The case actually involved the FBI - the student was caught by a federal task force which monitors the internet. I guess his internet traffic would have been amazingly high...but the figure of $50 million doesn't really tell us much, come to think of it. How do they decide what it's all worth? The cost of DVDs, CDs etc? Or the cost of a movie ticket? How then do they take the fact that he'd been "copying and selling the pirated material" into calculation? (Though I still believe he must have had a large number of HDDs!!)
It's about time someone was convicted for such an offense. I cannot condone piracy of Western movies etc, even if I admit I have seen a few in my day - I have never kept any copies, but I still watched several that I procured through back door means...it was just annoying that I'd have to hire them out at the video store and make time within a week to watch them, not to mention the fact that my family at home had been hiring them and I normally would have seen all the movies I wanted with them.
I don't do it anymore, but I am a hypocrite.
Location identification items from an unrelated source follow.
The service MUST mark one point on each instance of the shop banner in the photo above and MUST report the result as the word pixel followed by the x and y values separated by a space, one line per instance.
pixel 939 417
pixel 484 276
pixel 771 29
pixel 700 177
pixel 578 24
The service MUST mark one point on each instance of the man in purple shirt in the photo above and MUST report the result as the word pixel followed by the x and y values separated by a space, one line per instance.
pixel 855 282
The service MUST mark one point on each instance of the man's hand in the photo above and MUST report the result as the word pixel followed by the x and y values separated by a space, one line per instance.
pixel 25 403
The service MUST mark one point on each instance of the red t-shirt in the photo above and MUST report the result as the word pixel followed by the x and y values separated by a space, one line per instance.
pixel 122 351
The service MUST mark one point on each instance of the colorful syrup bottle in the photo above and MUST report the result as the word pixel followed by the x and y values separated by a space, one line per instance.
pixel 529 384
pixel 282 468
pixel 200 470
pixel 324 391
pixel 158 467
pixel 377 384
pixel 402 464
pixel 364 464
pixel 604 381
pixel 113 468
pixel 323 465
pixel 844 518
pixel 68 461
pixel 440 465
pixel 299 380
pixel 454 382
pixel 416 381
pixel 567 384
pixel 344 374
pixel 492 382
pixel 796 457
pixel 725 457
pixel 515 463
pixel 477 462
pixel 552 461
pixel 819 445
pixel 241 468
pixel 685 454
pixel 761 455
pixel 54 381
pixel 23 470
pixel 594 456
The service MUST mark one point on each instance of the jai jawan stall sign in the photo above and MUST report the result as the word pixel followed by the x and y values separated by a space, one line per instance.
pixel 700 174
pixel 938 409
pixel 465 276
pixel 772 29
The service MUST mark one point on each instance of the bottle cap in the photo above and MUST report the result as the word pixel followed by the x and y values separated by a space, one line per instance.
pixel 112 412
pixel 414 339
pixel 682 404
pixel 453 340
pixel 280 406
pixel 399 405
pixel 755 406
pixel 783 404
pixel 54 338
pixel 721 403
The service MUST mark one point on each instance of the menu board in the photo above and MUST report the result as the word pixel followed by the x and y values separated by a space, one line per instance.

I still obtain anime currently screened in Japan (and manga) before it's available where I am, and some music too, most of which I don't actually know where to buy though...(and let's face it, most of the Japanese music cds I've seen are actually 'pirated' copies that are legal only in Taiwan because of their lax copyright laws. Retailers in other countries still sometimes buy and resell those because they're so much cheaper than the geniune articles produced in Japan!)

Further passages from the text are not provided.